Big data's collection, cleaning and processing: a complete case of offline data analysis using MapReduce 04/12 Update SLTechnology News&Howtos

Big data's collection, cleaning and processing: a complete case of offline data analysis using MapReduce

2025-04-12 Update From: SLTechnology News&Howtos shulou NAV: SLTechnology News&Howtos > Internet Technology >

Shulou(Shulou.com)06/03 Report--

[TOC]

1 the common methods of big data's treatment

At present, there are two popular methods for big data processing, one is offline processing and the other is online processing. The basic processing architecture is as follows:

In Internet applications, no matter which processing method, the basic data source is log data, for example, for web applications, it may be the user's access log, user click log and so on.

If the analysis results of the data have relatively strict requirements in time, we can use online processing to analyze the data, such as using Spark, Storm and so on. A more appropriate example is the turnover of Tmall's Singles Day holiday. On its display board, we see that the transaction volume is updated in real time and dynamically. In this case, we need to use online processing.

Of course, if you just want to get the analysis results of the data, and the processing time is not strict, you can use offline processing. For example, we can first collect the log data into HDFS, and then further use MapReduce, Hive and so on to analyze the data, which is also feasible.

This article mainly shares the process of offline processing and analysis of the user access log (access.log) generated by an e-commerce website. Based on the processing method of MapReduce, it will finally count the uv and pv of different provinces visiting the site on a certain day.

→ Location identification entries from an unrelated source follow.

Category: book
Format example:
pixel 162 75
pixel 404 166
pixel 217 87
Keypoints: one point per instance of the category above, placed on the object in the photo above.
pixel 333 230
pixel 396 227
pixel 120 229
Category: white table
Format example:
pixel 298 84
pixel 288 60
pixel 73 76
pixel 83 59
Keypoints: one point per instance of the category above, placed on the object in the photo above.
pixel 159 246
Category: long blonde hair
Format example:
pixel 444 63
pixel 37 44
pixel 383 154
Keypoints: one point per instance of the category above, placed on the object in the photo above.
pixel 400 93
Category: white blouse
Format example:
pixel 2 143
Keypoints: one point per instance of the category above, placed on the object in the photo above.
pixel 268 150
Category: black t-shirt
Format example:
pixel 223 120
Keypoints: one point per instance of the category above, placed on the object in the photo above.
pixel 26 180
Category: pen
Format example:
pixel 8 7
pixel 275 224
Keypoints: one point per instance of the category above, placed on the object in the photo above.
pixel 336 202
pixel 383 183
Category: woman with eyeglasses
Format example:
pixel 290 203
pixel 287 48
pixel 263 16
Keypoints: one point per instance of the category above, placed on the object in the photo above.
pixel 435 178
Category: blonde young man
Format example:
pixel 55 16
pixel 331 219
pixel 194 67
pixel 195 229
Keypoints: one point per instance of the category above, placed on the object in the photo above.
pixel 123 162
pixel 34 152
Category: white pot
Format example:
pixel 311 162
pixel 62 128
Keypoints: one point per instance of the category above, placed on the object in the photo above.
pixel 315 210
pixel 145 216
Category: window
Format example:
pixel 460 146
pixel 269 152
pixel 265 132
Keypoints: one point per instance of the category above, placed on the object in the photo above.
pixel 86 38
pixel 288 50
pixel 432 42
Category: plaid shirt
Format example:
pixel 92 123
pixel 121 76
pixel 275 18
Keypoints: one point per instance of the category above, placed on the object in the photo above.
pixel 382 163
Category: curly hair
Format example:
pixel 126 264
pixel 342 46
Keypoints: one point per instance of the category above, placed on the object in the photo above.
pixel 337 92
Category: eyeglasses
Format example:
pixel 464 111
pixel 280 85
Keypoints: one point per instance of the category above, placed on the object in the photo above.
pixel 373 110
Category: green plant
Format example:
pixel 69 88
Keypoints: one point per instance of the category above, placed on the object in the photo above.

2 production scene and demand

In our scenario, the deployment of the Web application is as follows:

That is, the typical Nginx load balancer + KeepAlive high availability cluster architecture generates user access logs on each Web server. The log format given by the business demander is as follows:

1001 211.167.248.22 eecf0780-2578-4d77-a8d6-e2225e8b9169 40604 1 GET / top HTTP/1.0 40604 null null 15231881227671003 222.68.207.11 eecf0780-2578-4d77-a8d6-e2225e8b9169 20202 1 GET / tologin HTTP/1.1 504 null Mozilla/5.0 (Windows; U Windows NT 5.1) Gecko/20070309 Firefox/2.0.0.3 15231881232671001 61.53.137.50 c3966af9-8a43-4bda-b58c-c11525ca367b 01 GET / update/pass HTTP/1.0 302 null null 15231881237681000 221.195.40.145 1aa3b538-2f55-4cd7-9f46-6364fdd1e487 00 GET / user/add HTTP/1.1 200 null Mozilla/4.0 Windows NT5.2) 15231881242691000 121.11.87.171 8b0ea90a-77a5-4034-99ed-403c800263dd 20202 1 GET / top HTTP/1.0 408 null Mozilla/5.0 (Windows; U; Windows NT 5.1) Gecko/20070803 Firefox/1.5.0.12 1523188120263

Each of its fields is described as follows:

Appid ip mid userid login_type request status http_referer user_agent time among them: appid includes: web:1000,android:1001,ios:1002,ipad:1003mid: the only id this id will be planted in the browser's cookie for the first time. If it exists, it will no longer be planted. As the only sign of the browser. The mobile end or pad fetches the machine code directly. Login_type: login status, 0 not logged in, 1: login user request: similar to this kind of "GET / userList HTTP/1.1" status: the status of the request mainly includes: 200ok, 404not found, 408Request Timeout, 500Internal Server Error, 504Gateway Timeout and other http_referer: request the last url address of the url. User_agent: information from the browser, for example: "Mozilla/5.0 (Windows NT 6.1; WOW64) AppleWebKit/537.36 (KHTML, like Gecko) Chrome/47.0.2526.106 Safari/537.36" time: long format of time: 1451451433818.

According to the log data within a given time range, the business side now has the following requirements:

Count the daily visits of PV and UV in each province. (3) data acquisition: obtaining native data

Data collection is done by OPS personnel. Flume is used for the collection of user access logs, and the collected data is saved to HDFS. The structure is as follows:

Welcome to subscribe "Shulou Technology Information " to get latest news, interesting things and hot topics in the IT industry, and controls the hottest and latest Internet news, technology news and IT industry trends.

*The comments in the above article only represent the author's personal views and do not represent the views and positions of this website. If you have more insights, please feel free to contribute and share.